Holding up what she says on Creationists as a Mirror for Evolutionists (including herself)


Christian School Textbooks DEBUNKED 🌎
Emma Thorne, 3 June 2023
https://www.youtube.com/watch?v=Smy86ng-Kpo


4:27 Education systems and peer reviews are certainly all part of a culture - a hidden conspiracy over and above that is not needed.

It's sufficient to tweak requirements on open debate a bit when dealing with creationists. Is that a gentleman's agreement or a conspiracy?

7:03 Someone just made the point that you were not making any claim that Christianity and Hinduism had equal evidence for the religion being true.

You just said it, they were presented to you as equally valid and as different from science (i e exit argument, exit evidence).

8:10 "cult-like" = not buying into your science cult
"conspiracy stuff" = looking into why your science cult could be wrong (and it really doesn't have to be a conspiracy behind it for it to be that).
"bad" = having a religious faith that is a dogma, a real claim about what everyone ought to believe about the world.

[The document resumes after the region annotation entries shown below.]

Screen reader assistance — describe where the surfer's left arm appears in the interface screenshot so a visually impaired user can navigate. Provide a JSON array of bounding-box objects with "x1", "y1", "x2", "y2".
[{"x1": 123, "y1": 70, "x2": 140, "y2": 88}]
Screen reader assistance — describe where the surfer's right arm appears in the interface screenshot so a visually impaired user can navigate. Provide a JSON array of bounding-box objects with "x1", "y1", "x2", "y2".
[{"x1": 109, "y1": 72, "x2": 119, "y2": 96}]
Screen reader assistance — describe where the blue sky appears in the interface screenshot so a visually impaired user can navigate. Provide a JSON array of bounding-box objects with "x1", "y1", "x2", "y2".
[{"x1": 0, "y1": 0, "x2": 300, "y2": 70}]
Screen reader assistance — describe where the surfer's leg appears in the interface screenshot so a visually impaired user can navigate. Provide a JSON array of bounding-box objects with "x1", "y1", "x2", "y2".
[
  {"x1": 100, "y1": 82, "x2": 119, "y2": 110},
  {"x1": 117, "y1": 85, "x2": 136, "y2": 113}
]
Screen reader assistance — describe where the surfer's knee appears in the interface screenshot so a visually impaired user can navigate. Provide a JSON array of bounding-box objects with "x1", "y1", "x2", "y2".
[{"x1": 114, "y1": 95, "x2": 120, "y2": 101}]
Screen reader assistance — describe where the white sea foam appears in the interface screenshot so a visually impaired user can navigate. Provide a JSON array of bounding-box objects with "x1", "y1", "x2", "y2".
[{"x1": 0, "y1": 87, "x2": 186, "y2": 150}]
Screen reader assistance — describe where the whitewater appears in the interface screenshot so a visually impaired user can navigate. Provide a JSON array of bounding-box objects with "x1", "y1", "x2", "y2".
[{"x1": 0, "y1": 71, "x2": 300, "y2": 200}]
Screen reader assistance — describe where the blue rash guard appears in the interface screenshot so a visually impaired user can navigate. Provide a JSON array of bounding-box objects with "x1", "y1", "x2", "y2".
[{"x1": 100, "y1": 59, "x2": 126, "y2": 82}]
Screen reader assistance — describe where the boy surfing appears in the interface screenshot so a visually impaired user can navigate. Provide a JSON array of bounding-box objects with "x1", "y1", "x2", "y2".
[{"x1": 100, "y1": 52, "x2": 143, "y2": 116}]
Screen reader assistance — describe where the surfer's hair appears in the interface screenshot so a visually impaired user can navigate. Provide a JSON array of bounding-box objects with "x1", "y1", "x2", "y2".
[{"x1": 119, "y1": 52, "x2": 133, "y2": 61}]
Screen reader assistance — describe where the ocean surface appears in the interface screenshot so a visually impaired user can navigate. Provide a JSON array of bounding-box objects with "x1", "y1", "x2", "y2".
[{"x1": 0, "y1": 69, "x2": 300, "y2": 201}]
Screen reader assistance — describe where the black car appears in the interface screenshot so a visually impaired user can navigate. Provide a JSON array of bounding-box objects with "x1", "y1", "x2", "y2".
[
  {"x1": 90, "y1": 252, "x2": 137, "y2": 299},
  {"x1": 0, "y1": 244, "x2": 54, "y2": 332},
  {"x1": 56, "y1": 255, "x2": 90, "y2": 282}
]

Unless that religious faith happens to be your science cult, then it's all right of course ...

Oh, sorry, not just "bad" but even "super dangerous"

r i g h t ...

Did your teachers say that out loud, or were they just really, really, really good at giving you hints or dots to connect in that direction?

8:36 Does the University College London hold any kind of anti-christian bias?

The article you cite is by a transwoman.

"I'm Jenna Scaramanga, a trans woman with views. I did a PhD on the experiences of students in Accelerated Christian Education and now I mostly play guitar on my other channel."


https://www.youtube.com/@jennascaramanga8017/about

C o u l d transwomen or transmen or generally transgender have some kind of bias against Christianity?

I kind of think so.

Then we have a certain Matthew Hunt. Also University College London. Also extremely biassed against Creationism. And he made a great point of Kent Hovind's university not being accredited, but University College London wasn't either.

9:16 "when your whole school texts are the bad source"

Your point against ACE.

Our point against secular schools (on points like LGBT acceptance, evolutionism, religious relativism) is exactly the same.

So, you claim we make a conspiracy theory about secular schools, is this an admission that you are now making a conspiracy theory against ACE?

Do you have any self awareness?

11:19 So, you are encouraging people like "Tanya" to hide real identities because being homeschooled between 6 and 18 is somehow shameful?

Well, then you are actually creating social problems for homeschoolers. Far from saving them from problems, you are yourself creating them.

Along with people who feel like yourself, obviously. Is this also something you learned 12 years ago when leaving school?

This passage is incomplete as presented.